Previous common colds can protect us against COVID-19
01-10-2022

Previous common colds can protect us against COVID-19

A new study led by Imperial College London has found that T cells induced by other coronaviruses, such as those causing common colds, can recognize SARS-CoV-2 and play a protective role against it. The findings could open a path for the development of a second-generation, universal vaccine that could prevent infection from current and future SARS-CoV-2 variants, including the highly transmissible Omicron.

The study began in September 2020, and included 52 participants from the United Kingdom who lived with someone with an officially confirmed SARS-CoV-2 infection. The participants did PCR tests at the outset, as well as four and seven days later, and the scientists took blood samples within one to six days after they were exposed to the virus in order to analyze the levels of pre-existing T cells induced by previous infections with other types of coronaviruses. Half of the participants did not get infected.

The scientists found that, in the 26 people who did not get infected, the levels of these T cells were much higher than in the others. Such T cells target internal proteins of the virus, rather than the spike protein located on the surface of the virus.

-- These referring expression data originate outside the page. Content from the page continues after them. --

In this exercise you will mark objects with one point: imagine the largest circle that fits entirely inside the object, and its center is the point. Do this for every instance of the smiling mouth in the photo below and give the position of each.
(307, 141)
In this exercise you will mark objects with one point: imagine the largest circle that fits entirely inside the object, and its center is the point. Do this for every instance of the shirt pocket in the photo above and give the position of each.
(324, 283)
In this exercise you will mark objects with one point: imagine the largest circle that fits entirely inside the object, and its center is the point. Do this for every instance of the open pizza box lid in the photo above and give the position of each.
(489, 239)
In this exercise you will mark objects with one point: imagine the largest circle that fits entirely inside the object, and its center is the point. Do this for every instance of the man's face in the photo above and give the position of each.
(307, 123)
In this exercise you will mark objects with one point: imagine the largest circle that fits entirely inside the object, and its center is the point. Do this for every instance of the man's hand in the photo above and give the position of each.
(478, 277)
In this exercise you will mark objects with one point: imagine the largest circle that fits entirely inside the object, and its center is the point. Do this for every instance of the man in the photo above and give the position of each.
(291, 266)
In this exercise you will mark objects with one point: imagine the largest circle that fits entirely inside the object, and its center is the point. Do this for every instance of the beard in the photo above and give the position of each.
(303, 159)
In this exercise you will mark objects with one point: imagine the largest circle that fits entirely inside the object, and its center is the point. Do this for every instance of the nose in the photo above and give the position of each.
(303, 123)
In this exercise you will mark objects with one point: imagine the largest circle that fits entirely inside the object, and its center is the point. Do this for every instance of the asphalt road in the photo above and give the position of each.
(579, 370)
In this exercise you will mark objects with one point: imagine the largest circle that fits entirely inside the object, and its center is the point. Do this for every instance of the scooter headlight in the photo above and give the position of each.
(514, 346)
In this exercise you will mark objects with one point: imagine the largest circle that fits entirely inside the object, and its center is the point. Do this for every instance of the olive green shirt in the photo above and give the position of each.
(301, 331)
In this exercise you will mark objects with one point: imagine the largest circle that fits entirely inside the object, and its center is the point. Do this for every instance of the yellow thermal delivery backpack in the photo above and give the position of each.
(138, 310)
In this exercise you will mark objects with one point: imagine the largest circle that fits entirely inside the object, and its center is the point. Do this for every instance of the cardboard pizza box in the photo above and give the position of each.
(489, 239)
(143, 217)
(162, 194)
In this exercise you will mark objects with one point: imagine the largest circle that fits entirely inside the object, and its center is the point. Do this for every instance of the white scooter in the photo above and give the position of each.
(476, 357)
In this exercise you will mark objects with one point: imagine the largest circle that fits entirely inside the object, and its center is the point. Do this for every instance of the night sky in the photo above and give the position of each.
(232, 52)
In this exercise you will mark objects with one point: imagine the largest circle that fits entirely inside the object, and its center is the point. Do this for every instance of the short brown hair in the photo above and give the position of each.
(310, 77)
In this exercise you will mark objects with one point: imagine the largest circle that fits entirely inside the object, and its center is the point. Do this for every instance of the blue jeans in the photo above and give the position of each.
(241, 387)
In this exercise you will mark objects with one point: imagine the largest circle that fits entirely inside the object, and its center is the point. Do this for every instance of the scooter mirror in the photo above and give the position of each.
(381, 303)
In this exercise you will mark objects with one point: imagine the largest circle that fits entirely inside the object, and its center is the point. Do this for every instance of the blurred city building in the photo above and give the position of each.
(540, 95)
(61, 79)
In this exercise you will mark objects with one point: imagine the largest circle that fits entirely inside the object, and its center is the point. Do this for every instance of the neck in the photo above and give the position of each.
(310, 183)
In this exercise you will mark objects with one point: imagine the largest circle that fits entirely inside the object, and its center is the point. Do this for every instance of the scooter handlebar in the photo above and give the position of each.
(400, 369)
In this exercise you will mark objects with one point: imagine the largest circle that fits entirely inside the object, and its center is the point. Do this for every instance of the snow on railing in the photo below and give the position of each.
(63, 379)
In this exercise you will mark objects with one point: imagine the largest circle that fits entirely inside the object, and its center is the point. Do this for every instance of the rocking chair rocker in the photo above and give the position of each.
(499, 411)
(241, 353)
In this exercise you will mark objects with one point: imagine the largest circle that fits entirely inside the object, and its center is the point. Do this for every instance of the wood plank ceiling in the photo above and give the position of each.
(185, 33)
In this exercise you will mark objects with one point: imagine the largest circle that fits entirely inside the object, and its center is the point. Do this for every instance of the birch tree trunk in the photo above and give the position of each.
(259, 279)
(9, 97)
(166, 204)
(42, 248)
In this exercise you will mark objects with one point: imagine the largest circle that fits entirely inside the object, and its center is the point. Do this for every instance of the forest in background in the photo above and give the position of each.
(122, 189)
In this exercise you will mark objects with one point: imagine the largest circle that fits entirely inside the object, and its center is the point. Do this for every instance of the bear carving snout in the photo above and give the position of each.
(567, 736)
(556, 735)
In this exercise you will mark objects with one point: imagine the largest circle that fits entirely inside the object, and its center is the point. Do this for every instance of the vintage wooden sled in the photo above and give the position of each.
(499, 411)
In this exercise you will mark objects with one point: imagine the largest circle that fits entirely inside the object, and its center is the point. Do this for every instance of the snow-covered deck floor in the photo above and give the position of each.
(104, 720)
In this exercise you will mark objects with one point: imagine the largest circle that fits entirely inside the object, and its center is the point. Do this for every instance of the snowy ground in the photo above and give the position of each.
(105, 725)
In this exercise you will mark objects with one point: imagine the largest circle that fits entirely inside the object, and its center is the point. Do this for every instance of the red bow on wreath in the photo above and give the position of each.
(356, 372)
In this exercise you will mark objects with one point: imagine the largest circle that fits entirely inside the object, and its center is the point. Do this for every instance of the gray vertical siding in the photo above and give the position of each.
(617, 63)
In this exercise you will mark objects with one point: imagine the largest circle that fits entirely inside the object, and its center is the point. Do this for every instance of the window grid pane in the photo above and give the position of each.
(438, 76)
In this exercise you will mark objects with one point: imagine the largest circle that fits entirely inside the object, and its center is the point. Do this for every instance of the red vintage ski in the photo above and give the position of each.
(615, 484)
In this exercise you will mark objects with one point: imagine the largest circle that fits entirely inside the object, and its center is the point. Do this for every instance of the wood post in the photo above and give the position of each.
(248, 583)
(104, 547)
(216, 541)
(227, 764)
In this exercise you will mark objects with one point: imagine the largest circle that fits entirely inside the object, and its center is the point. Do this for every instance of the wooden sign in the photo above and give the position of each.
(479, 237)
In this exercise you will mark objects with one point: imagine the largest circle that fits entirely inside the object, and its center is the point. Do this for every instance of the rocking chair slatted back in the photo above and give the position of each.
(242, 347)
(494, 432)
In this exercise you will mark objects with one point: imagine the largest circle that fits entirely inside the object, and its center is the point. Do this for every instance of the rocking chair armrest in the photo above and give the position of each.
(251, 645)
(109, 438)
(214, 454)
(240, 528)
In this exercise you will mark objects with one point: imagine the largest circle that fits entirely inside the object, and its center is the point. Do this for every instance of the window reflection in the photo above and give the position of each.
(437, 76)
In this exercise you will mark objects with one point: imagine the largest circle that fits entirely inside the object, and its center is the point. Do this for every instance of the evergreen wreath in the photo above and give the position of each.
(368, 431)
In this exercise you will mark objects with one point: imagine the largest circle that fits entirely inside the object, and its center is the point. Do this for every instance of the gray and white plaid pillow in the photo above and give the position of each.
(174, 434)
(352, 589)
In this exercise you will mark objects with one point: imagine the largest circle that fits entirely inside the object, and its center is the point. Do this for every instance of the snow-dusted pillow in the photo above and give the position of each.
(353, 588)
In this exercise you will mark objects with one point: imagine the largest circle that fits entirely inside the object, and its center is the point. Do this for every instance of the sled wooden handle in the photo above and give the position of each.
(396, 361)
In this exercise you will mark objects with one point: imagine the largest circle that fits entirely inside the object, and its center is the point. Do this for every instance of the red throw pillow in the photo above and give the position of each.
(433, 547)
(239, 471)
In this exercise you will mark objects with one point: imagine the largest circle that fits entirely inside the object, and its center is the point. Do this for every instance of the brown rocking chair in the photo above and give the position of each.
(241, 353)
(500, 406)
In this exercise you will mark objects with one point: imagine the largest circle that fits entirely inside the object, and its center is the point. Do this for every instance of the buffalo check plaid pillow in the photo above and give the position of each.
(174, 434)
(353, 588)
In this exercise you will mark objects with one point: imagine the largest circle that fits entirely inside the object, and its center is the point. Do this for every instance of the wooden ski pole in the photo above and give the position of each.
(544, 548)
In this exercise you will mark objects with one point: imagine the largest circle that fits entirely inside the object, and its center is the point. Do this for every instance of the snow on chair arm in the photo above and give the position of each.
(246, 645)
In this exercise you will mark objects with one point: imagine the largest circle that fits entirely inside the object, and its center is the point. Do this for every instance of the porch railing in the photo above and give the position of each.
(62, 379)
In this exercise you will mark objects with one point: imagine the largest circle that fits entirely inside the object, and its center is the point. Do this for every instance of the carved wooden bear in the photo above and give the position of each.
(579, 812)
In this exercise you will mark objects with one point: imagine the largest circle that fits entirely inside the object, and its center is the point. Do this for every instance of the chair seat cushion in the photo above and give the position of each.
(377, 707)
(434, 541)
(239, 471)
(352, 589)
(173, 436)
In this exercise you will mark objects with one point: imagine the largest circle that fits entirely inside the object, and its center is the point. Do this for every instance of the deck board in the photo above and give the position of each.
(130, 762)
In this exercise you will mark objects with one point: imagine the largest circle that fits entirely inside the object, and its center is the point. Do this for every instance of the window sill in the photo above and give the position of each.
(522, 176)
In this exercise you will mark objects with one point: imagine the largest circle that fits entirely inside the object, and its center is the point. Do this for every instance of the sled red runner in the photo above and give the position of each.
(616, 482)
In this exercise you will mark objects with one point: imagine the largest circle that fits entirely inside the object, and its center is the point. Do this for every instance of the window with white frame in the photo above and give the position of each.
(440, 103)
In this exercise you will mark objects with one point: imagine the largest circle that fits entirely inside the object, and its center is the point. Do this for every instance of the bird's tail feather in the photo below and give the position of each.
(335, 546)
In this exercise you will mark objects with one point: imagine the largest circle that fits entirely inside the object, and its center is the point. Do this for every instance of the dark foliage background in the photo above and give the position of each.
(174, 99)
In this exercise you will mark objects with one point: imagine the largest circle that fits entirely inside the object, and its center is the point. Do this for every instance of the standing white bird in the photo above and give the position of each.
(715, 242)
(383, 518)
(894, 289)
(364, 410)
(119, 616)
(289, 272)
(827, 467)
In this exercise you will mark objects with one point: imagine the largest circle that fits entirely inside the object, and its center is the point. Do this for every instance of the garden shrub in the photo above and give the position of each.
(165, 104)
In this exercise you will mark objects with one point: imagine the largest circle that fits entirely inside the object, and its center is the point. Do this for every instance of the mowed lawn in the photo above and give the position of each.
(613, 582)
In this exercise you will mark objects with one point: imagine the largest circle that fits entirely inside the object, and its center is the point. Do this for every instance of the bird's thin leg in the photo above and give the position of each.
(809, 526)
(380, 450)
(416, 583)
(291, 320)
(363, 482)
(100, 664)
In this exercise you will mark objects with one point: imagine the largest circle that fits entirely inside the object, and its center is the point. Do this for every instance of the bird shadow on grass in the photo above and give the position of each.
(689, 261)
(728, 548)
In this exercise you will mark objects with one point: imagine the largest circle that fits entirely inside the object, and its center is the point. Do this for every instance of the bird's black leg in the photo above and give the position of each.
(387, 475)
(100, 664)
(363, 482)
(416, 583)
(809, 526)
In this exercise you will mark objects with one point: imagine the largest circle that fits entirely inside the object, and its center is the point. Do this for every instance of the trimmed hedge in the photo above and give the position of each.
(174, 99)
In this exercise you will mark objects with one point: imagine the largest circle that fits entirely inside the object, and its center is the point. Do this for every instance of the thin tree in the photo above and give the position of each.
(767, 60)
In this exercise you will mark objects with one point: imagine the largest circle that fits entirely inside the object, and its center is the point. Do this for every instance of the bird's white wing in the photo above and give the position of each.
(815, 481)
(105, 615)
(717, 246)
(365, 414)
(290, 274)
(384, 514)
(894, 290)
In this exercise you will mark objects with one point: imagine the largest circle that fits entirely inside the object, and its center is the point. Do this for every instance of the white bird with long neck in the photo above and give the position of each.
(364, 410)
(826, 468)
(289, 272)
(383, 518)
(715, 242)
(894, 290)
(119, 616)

“Our study provides the clearest evidence to date that T cells induced by common cold coronaviruses play a protective role against SARS-CoV-2 infection. These T cells provide protection by attacking proteins within the virus, rather than the spike protein on its surface,” said study senior author Ajit Lalvani, the director of NIHR Respiratory Infections Health Protection Research Unit at Imperial College London.

According to Professor Lalvani and his colleagues, a second generation of vaccines could aim to modulate T cells responses, instead of just teaching our immune systems to recognize SARS-CoV-2’s spike protein, as current vaccines do. 

“The spike protein is under intense immune pressure from vaccine-induced antibody which drives evolution of vaccine escape mutants. In contrast, the internal proteins targeted by the protective T cells we identified mutate much less. Consequently, they are highly conserved between the various SARS-CoV-2 variants, including omicron. New vaccines that include these conserved, internal proteins would therefore induce broadly protective T cell responses that should protect against current and future SARS-CoV-2 variants,” he explained.

The study is published in the journal Nature Communications.